Burns’s appreciation for Slack also began before onboarding. “Halfway through my interview, I paused mid-sentence because I felt like I was being too raw about my journey and I could feel myself getting emotional,” he says. Rather than changing the topic, the interviewers leaned into the conversation and reassured him that Slack sought out authenticity. “From that point on, I knew Slack saw me not as a cog or headcount, but as a human being with a unique and valued background.”
For a long time prior to Slack, Valdez dealt with imposter syndrome in the field of technology, which can be intimidating for a URM. “In the back of my mind, I questioned whether I really belonged in this space,” he says. When he found Slack, he realized that his team actually wanted him to succeed, and he now encourages others looking to break into the field to trust in their own worth. “There are so many people in the company and through the recruitment process who are convinced you will add value to the table. Get comfortable, ask questions and know that you’re here for a reason.”
“I’ve never felt such a sense of community and belonging so early in my tenure, at a company where I’ve never met anyone in person! The investment, programming and energy around maintaining a safe space to talk about things has been incredible.”
Valdez is grateful to be part of the Out ERG at Slack, participating in everything from book clubs to ice-breakers to Pride events. “I feel more connected with my peers at work and learn new things in the process,” he says. “We recently had an Out lunch where people in the ERG shared their experiences with surrogacy and adoption, and I really loved being able to listen into that conversation and learn.”
“I appreciate that Slack’s values promote inclusivity, kindness and humbleness. Although we still have work to do in terms of diversity and inclusion, I feel lucky and blessed to be at a company that values me as a member of the queer community.”
Lifting each other up and seeking authenticity
Aside from one other, the LGBTQIA+ Slack community finds inspiration in their work. “We don’t get everything right, but we try to listen and learn both as individuals and as a company,” Shelley says. “Our work with queer and trans groups around the world, as well as the support we have internally, is heartwarming.”
For Murphy, the basic purpose of Slack as a product is a testament to its impact. “By fostering direct and empathetic communication, we help people from different backgrounds build mutual respect,” she says. She also finds inspiration at home. “My two sons, ages 4 and 7, are the most understanding and unconditionally loving people I know. They inspire me to keep thriving.”

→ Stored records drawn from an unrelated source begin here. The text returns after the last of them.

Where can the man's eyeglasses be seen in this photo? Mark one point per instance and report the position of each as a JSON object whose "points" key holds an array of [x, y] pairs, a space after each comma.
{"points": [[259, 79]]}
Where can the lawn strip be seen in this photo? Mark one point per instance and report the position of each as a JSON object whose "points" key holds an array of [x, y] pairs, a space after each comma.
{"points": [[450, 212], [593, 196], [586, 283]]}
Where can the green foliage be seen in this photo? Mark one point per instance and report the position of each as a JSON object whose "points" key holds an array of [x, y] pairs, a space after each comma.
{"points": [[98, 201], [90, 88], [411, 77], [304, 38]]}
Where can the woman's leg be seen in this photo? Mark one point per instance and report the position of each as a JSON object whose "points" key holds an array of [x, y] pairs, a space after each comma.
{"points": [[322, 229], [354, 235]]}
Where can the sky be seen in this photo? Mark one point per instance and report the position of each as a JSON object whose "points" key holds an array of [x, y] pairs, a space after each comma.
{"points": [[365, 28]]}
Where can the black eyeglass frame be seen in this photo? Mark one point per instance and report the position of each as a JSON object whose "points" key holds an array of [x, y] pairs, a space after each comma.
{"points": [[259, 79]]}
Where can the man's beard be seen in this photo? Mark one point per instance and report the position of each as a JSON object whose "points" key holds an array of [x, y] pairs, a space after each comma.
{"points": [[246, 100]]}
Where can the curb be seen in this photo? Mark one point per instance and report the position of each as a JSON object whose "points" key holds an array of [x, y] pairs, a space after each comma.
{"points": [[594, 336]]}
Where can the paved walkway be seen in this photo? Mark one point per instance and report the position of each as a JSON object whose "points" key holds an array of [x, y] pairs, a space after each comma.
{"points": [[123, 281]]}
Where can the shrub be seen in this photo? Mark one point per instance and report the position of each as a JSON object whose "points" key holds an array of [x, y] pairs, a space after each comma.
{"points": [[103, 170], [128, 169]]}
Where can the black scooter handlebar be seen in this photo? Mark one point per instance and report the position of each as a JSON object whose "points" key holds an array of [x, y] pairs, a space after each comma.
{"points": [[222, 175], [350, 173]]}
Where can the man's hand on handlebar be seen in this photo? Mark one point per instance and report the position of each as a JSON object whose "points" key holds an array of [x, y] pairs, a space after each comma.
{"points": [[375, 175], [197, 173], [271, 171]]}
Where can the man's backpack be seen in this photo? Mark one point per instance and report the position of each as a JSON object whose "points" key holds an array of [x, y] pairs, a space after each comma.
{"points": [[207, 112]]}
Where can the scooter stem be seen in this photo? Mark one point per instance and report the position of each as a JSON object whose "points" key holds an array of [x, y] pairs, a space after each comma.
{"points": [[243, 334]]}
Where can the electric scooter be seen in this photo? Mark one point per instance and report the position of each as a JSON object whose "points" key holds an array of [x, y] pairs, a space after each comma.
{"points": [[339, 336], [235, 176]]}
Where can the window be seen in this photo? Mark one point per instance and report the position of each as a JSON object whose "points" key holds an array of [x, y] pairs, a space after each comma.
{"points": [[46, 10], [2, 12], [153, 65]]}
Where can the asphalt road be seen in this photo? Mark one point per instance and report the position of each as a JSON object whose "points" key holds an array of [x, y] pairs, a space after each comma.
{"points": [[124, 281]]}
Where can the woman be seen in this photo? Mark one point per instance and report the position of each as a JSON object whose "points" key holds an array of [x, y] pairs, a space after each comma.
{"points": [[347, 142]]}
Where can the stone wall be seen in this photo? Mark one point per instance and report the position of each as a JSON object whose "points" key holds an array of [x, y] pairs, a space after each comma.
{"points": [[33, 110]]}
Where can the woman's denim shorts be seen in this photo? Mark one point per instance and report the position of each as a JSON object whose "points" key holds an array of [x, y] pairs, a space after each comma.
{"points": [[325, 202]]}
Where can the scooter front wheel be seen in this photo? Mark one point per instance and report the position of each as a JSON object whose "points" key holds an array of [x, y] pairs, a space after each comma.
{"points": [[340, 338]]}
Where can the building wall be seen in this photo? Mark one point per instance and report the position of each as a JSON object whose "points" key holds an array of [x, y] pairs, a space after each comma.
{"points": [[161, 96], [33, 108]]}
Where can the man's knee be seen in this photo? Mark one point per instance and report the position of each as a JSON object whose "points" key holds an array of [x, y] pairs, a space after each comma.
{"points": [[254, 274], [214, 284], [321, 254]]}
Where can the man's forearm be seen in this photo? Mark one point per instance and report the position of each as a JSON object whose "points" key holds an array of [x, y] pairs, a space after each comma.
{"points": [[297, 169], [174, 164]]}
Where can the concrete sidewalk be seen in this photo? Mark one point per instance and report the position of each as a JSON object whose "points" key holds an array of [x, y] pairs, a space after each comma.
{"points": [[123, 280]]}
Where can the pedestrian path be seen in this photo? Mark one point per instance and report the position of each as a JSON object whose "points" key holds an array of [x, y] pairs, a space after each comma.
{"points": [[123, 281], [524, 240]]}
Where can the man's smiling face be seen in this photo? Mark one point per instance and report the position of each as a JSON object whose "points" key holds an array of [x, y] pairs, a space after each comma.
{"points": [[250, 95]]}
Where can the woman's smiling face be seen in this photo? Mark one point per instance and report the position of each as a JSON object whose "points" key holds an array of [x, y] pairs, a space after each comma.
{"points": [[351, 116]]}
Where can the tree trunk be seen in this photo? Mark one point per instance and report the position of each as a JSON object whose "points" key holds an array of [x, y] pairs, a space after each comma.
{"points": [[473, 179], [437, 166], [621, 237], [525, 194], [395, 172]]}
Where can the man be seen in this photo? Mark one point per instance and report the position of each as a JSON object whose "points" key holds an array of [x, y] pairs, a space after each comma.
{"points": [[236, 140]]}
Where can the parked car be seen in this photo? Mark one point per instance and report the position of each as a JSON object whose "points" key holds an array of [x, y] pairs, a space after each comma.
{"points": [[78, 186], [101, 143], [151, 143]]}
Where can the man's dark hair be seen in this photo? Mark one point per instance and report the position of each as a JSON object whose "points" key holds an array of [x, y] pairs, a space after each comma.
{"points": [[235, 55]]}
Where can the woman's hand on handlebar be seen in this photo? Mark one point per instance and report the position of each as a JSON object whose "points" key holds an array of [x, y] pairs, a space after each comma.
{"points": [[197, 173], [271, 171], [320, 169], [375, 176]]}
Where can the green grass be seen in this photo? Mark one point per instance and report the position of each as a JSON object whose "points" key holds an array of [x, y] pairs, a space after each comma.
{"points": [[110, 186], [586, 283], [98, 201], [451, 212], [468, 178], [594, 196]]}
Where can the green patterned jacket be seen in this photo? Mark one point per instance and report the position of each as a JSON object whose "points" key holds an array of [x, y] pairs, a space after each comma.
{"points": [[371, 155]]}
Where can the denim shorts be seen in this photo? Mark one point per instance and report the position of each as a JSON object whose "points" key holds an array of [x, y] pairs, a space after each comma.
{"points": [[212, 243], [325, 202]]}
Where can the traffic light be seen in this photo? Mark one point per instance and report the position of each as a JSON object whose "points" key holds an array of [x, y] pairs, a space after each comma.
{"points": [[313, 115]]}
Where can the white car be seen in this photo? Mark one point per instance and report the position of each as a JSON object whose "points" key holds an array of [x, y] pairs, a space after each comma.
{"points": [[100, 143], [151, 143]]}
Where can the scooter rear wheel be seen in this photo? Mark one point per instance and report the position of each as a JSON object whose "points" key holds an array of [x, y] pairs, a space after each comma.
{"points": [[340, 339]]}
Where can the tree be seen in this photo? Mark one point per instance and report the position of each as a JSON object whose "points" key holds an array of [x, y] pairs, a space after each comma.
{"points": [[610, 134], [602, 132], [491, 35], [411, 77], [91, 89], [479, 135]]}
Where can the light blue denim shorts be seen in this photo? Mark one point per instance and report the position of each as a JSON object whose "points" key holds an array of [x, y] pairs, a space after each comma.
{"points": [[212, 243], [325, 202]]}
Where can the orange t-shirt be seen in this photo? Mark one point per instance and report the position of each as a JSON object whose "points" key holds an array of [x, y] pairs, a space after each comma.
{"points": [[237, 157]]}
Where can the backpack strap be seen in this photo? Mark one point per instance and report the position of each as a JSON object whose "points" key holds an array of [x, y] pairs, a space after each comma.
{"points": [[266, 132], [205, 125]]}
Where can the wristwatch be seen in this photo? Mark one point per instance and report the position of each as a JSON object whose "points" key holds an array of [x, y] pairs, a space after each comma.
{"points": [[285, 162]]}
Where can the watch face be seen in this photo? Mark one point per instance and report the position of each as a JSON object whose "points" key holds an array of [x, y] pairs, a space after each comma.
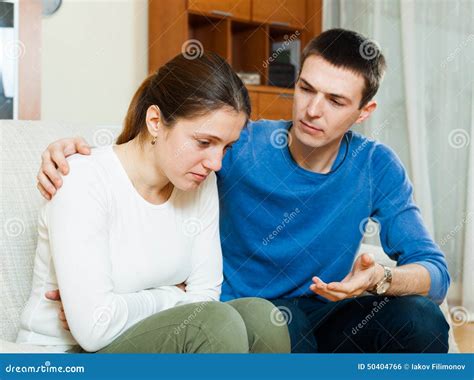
{"points": [[383, 288], [50, 6]]}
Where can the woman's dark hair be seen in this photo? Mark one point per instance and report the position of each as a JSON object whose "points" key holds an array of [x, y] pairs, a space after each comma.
{"points": [[353, 51], [184, 88]]}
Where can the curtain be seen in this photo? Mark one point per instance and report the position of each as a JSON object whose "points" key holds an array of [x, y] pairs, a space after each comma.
{"points": [[426, 112]]}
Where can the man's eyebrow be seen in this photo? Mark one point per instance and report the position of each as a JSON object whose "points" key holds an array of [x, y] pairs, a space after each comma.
{"points": [[210, 136], [338, 96]]}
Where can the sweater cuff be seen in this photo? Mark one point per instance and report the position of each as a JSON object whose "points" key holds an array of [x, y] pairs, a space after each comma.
{"points": [[437, 291]]}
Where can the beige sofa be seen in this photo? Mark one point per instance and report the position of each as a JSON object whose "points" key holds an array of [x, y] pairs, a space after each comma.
{"points": [[21, 145]]}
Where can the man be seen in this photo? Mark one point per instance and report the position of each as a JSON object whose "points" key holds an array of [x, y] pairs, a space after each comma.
{"points": [[295, 197]]}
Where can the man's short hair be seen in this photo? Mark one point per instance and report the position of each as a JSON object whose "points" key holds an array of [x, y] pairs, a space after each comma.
{"points": [[353, 51]]}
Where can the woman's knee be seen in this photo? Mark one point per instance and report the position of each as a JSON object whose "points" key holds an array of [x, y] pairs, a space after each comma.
{"points": [[221, 328], [266, 325]]}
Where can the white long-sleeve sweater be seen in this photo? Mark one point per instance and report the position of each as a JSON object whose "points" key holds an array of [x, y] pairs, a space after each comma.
{"points": [[116, 257]]}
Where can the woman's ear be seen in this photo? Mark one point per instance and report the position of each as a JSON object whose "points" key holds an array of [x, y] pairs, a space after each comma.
{"points": [[153, 120]]}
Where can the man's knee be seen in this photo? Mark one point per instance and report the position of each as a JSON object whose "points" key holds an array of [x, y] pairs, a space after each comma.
{"points": [[421, 324]]}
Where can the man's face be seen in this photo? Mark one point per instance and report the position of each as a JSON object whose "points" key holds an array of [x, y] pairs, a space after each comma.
{"points": [[326, 103]]}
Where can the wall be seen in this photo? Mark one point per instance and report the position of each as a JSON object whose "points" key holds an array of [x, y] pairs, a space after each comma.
{"points": [[94, 56]]}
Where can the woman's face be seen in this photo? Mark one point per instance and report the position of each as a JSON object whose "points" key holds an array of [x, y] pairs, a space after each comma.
{"points": [[193, 148]]}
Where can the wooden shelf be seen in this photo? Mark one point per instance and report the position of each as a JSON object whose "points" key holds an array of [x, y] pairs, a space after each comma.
{"points": [[241, 31]]}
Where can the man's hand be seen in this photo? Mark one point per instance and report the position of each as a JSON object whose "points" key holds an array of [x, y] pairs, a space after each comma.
{"points": [[54, 295], [54, 164], [365, 274]]}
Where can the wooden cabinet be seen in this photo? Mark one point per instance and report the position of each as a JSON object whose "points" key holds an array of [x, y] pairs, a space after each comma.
{"points": [[239, 9], [241, 31], [271, 103], [280, 12]]}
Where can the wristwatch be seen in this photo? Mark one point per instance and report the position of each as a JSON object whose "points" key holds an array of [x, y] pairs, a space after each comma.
{"points": [[384, 284]]}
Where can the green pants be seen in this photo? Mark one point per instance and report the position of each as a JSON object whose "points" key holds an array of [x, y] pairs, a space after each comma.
{"points": [[240, 326]]}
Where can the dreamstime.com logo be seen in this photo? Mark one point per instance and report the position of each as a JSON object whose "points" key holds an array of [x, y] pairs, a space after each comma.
{"points": [[44, 368]]}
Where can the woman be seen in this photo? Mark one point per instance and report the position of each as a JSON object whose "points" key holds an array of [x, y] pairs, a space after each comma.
{"points": [[132, 238]]}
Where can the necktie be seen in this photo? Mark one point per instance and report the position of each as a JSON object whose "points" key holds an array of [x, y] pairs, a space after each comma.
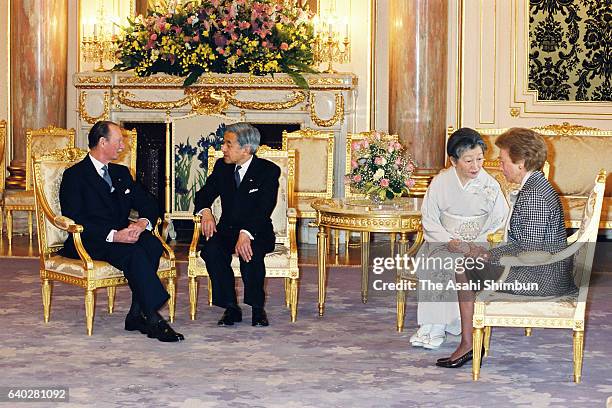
{"points": [[106, 176], [237, 176]]}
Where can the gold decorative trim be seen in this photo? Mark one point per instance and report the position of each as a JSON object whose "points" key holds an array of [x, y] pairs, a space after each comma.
{"points": [[297, 98], [566, 129], [338, 113], [94, 80], [83, 108], [207, 101], [124, 98], [211, 79]]}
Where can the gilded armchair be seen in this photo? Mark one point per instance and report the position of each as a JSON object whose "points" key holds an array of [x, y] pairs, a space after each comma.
{"points": [[312, 182], [561, 312], [283, 262], [53, 229], [38, 142]]}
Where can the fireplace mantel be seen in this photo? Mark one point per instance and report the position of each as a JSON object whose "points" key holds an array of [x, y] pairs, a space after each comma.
{"points": [[328, 103]]}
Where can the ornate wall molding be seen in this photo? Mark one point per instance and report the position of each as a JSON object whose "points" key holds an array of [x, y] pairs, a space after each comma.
{"points": [[338, 111], [83, 108]]}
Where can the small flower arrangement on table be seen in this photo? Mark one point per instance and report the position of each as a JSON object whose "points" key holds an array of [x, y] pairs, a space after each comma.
{"points": [[380, 168]]}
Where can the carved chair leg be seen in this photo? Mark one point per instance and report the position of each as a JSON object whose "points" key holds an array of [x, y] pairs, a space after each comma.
{"points": [[578, 355], [9, 226], [487, 341], [336, 242], [477, 337], [46, 293], [30, 224], [401, 305], [90, 302], [294, 296], [287, 292], [171, 288], [209, 291], [193, 297], [111, 290]]}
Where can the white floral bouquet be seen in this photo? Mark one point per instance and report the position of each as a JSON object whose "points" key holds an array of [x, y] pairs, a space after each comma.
{"points": [[380, 169]]}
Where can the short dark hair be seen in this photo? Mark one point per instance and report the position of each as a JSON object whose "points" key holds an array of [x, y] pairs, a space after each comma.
{"points": [[524, 144], [246, 135], [98, 130], [464, 139]]}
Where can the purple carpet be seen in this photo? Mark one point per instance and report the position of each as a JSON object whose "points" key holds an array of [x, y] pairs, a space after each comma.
{"points": [[352, 357]]}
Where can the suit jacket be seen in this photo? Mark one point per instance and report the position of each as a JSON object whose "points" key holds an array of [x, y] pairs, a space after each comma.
{"points": [[537, 224], [250, 206], [86, 198]]}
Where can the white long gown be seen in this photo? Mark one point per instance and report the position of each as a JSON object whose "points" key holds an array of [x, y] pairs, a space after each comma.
{"points": [[451, 210]]}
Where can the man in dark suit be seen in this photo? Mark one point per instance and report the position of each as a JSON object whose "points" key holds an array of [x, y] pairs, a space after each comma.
{"points": [[248, 187], [99, 195]]}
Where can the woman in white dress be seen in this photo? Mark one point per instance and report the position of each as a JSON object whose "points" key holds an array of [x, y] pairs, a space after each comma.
{"points": [[463, 204]]}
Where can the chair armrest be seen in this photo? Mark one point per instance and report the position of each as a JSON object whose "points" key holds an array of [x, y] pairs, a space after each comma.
{"points": [[167, 250], [197, 232], [530, 258], [496, 237], [66, 224], [292, 221]]}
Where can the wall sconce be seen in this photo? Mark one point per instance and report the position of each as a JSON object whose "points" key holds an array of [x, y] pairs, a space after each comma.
{"points": [[328, 47]]}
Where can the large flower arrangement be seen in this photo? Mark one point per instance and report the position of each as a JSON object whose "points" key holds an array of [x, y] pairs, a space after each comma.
{"points": [[380, 168], [259, 37]]}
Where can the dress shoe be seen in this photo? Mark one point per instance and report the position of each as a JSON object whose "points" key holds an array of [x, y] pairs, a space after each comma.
{"points": [[163, 332], [230, 316], [420, 337], [434, 341], [259, 319], [135, 322], [456, 363]]}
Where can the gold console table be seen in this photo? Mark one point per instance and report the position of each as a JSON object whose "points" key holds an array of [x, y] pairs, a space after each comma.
{"points": [[401, 216]]}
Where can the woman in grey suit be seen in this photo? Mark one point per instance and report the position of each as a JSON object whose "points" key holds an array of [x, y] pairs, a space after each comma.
{"points": [[536, 224]]}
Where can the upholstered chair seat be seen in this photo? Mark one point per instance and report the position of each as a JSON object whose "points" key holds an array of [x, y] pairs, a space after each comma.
{"points": [[493, 308], [38, 142], [283, 261], [53, 230]]}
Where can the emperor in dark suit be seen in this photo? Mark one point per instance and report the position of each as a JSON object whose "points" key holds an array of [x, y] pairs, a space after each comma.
{"points": [[248, 187], [99, 195]]}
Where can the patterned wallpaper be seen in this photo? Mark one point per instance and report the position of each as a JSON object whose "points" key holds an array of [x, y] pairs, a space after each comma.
{"points": [[570, 55]]}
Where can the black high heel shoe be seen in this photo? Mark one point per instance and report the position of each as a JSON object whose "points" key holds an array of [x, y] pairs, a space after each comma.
{"points": [[456, 363], [446, 362]]}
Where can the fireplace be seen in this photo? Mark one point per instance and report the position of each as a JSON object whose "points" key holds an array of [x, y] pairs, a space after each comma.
{"points": [[151, 160]]}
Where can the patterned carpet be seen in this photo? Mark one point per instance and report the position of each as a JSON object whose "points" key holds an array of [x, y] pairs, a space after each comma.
{"points": [[350, 358]]}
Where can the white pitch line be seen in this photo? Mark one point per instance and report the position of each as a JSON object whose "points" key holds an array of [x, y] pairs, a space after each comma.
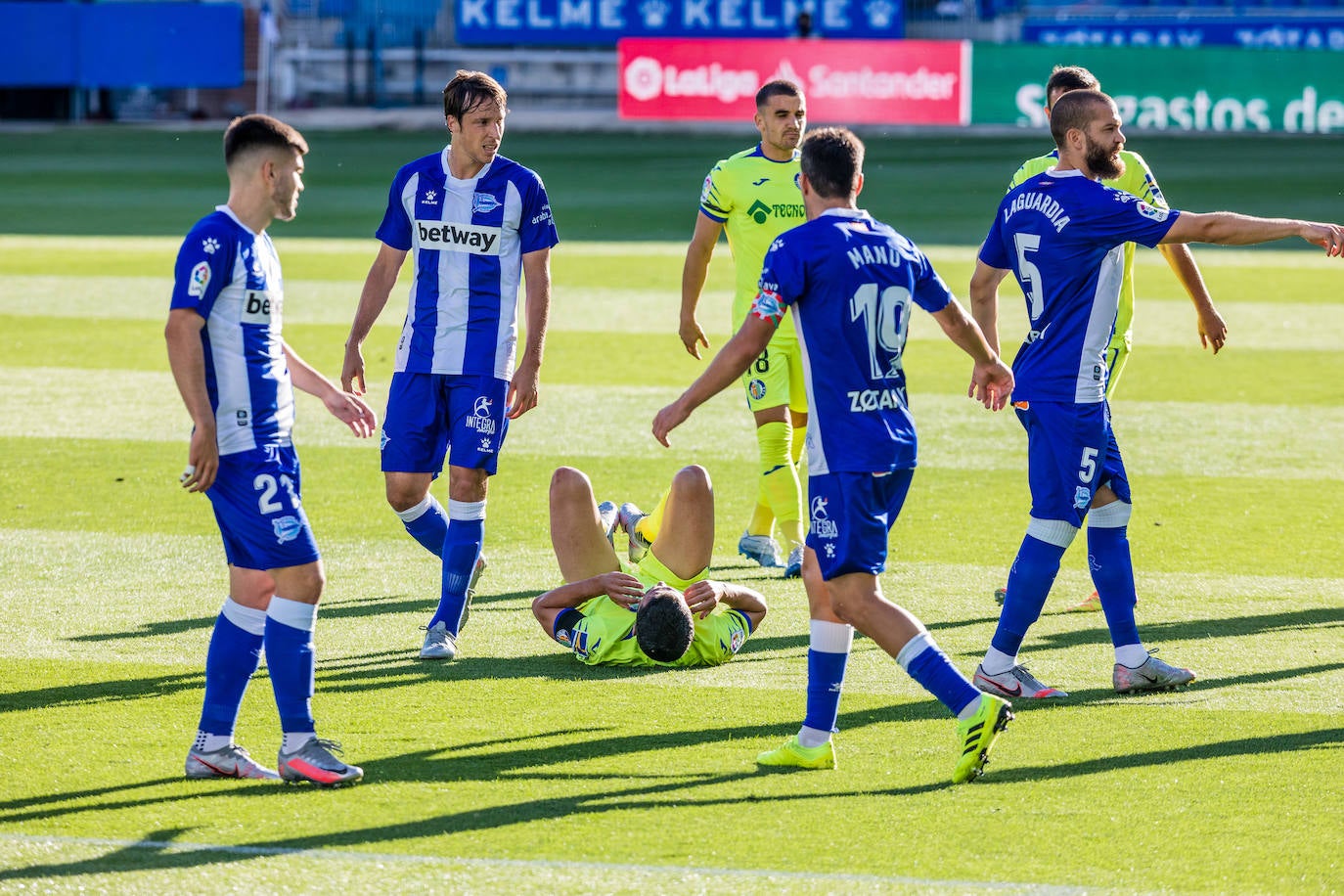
{"points": [[539, 864]]}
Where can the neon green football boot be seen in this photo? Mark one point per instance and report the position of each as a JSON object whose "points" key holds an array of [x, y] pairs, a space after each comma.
{"points": [[976, 737], [794, 754]]}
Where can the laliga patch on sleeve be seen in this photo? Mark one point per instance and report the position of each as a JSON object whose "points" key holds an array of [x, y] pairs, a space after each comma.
{"points": [[200, 280], [1150, 211]]}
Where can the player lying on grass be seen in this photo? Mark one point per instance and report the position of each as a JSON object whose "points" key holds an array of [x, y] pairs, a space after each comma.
{"points": [[661, 610]]}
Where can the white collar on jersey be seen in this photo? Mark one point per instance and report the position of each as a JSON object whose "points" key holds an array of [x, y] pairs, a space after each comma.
{"points": [[230, 212], [845, 212]]}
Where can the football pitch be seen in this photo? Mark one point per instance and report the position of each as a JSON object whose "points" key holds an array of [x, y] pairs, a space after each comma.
{"points": [[517, 770]]}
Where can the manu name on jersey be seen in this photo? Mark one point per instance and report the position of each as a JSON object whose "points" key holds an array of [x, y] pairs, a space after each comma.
{"points": [[230, 276], [468, 240], [851, 283], [1070, 276]]}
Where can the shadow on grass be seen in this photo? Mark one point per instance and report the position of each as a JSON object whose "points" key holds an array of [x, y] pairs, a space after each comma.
{"points": [[470, 762], [160, 850], [92, 692]]}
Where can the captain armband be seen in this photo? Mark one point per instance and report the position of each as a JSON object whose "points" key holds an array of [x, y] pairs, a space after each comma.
{"points": [[768, 306]]}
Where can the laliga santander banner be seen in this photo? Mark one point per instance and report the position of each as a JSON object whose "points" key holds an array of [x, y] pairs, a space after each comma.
{"points": [[869, 82]]}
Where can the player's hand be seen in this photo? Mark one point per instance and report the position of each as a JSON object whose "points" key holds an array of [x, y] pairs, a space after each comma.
{"points": [[693, 337], [703, 597], [1328, 236], [523, 389], [352, 411], [1213, 330], [621, 587], [352, 371], [991, 384], [668, 420], [202, 460]]}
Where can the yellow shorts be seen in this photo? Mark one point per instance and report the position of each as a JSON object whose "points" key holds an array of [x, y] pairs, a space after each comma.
{"points": [[776, 378], [650, 571]]}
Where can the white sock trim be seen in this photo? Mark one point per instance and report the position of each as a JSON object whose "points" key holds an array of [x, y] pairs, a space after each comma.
{"points": [[293, 612], [1132, 654], [466, 510], [1058, 532], [830, 637], [250, 619], [998, 662], [917, 645], [410, 515], [1113, 516]]}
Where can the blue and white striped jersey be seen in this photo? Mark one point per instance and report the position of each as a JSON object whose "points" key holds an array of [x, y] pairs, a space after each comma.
{"points": [[850, 281], [230, 276], [468, 240], [1063, 236]]}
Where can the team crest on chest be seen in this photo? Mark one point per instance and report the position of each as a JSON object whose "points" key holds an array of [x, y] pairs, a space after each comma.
{"points": [[484, 203]]}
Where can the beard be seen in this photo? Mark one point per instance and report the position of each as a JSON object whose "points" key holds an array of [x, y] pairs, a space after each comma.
{"points": [[285, 203], [1105, 164]]}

Low finds himself striving to embody the bold and unencumbered individuality of drag culture. “I’m really inspired by that level of authenticity, self-awareness and identity,” he says.
“I’d say my biggest queer icon is probably Frida Kahlo,” says Valdez. “She faced so much adversity, including becoming disabled early in her life, but kept pushing for herself. She was not afraid to speak out and was also not afraid to show her true colors.”
Burns recognizes that hiding your true identity in fear of rejection is a common defense mechanism, but that most everyone else is also going through their own struggles. “What you need to realize is that fear will hurt you more than being honest about who you are. Your uniqueness and the pain you’ve already overcome will become the source of your power,” he says. “Don’t wait to embrace it.”